Phoney war…
Once purely practical, the humble telephone is now ubiquitous. Emma Goldman has a few words to say about it...
Thursday, 20th April 2023 — By Emma Goldman

[HLIT/FLICKR_CC BY 2.0]
THE house I grew up in had a long, black beamed hall filled with dark bookshelves. Six glossy black doors led off to the rooms. Two heavily embroidered chairs sat either side of a heavy table. Placed on top was a telephone.
The telephone was black. For it to ring was rare. For calls to be made from it even rarer, and those had to be brief and after six in the evening when the rates fell. The phone was there for practical purposes only, such as imparting essential information or making plans. Anything else was both socially frivolous and an unnecessary expense.
When I was a teenager, this piece of hitherto adult paraphernalia became an obsessional focal point of my life.
In the evenings after school, I was desperate to call my friends and continue the musings begun at the back of class and cut short by a detention. My parents softened their attitude to phone usage but, as far as I was concerned, insufficiently.
From their perspective, I was always on it, while from mine, no sooner had I started a conversation than I was being told to end it.
Teenage years are defined by the feeling that everyone except you seems to be allowed do the things you can’t. I was certain everybody else could use phones freely. It was intensely annoying when, mid-call, one of the six glossy black doors opened and my mother appeared.
On some occasions, she would mouth at me to “get off the phone”. But on others, would say the words loudly enough for the person on the other end to hear, sending me into paroxysms of embarrassment.
My father had a penchant for dismissing whole sections of the population, and so it was he who brought more existential objections to the situation. Those who whiled away time chatting on the phone were either “idlers” or the “simple-minded”. I sighed in exasperation.
Yet, I knew things could be different. At my friend Julia’s house, I was privy to a life of which I could only dream.

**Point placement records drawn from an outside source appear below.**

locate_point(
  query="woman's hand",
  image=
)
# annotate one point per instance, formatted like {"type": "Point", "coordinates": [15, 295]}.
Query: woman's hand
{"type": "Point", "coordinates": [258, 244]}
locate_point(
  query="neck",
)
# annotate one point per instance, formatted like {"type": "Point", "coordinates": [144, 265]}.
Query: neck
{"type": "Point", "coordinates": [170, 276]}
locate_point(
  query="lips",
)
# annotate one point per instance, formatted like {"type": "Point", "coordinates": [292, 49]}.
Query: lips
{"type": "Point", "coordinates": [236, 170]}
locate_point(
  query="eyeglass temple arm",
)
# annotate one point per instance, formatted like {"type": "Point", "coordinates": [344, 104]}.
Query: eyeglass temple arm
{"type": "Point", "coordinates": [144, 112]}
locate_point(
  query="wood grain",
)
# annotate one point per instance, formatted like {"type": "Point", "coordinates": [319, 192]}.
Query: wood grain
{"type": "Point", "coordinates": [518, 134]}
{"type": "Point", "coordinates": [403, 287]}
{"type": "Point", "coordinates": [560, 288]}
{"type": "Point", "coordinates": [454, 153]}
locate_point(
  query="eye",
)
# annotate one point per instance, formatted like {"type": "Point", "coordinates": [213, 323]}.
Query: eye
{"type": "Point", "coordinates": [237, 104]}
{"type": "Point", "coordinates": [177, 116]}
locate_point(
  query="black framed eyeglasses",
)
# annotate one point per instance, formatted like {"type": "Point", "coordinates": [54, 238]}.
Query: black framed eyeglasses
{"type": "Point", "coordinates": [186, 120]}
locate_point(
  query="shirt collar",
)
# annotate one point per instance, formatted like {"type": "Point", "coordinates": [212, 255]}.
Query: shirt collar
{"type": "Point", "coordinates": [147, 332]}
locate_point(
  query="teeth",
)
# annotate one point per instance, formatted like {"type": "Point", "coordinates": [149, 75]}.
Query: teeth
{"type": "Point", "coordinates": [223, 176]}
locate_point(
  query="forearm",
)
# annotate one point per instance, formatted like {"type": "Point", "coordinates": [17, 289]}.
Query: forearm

Julia’s mother sat on a high stool in the kitchen and reached for their fashionable cream phone that, in the new, modern way, was attached to the wall.
In the manner of Sybil Fawlty, her conversation consisted of three tantalising words repeated over and again in response to whatever was being said down the line: “Ooh, I know.”
Years later, when I moved to London, I lived with a wheeler-dealer, second-hand Jag dealer who lived at the top of Hampstead.
Dashing and glamourous, he came home one evening cradling an early mobile phone. About a foot long, it had antennae coming out of the top like wire whiskers. Jeremy could in theory now call his potential buyers whenever and from wherever he happened to be.
In practice, because of the limited coverage, large parts of NW3 and 1 were excluded.
I declared it a waste of money. And having partly metamorphosed into my father’s child, asked what sort of person wanted to talk on the phone in the daytime anyway? It would “never catch on”.
As more years passed, I grew right away from wanting to spend much time on a phone. Speaking to a disembodied voice is now something done only for practical purposes.
But at the theatre last week, I was reminded of the old teenage me who hankered after the phone on the hall table.
My seat looked down on the silhouetted heads and shoulders of the stalls. As an actor began a soliloquy, a light caught my eye.
A man in Row E was scrolling a social media site. After a few minutes he put it away.
But then he took it out again. Not long afterwards, on the other side of the stalls, a second phone lit up.
Now a woman was also on social media. The knowledge neither could see me didn’t stop me glaring into the darkness. Surely a member of the now not so silhouetted audience would complain? But, as if coming to mock me, another two phones flashed.
In the apparent absence of either ushers or audience protest, I pictured my mother.
If only she had been there to step through not the glossy black door of old, but the auditorium.
Come back in glory to tell the offenders, in her no-nonsense, cut-glass accent, what she once told the teenage me.
Yet possibly the desire to be connected has always been relentless and obsessional. As children we threaded string through holes in the bottom of cans, disappeared into separate rooms, and spoke into the cavernous metal. They failed to be the walkie-talkies Blue Peter had promised and so we instead shouted from the rooms. Perhaps we should count our blessings this method of communication never caught on at the theatre.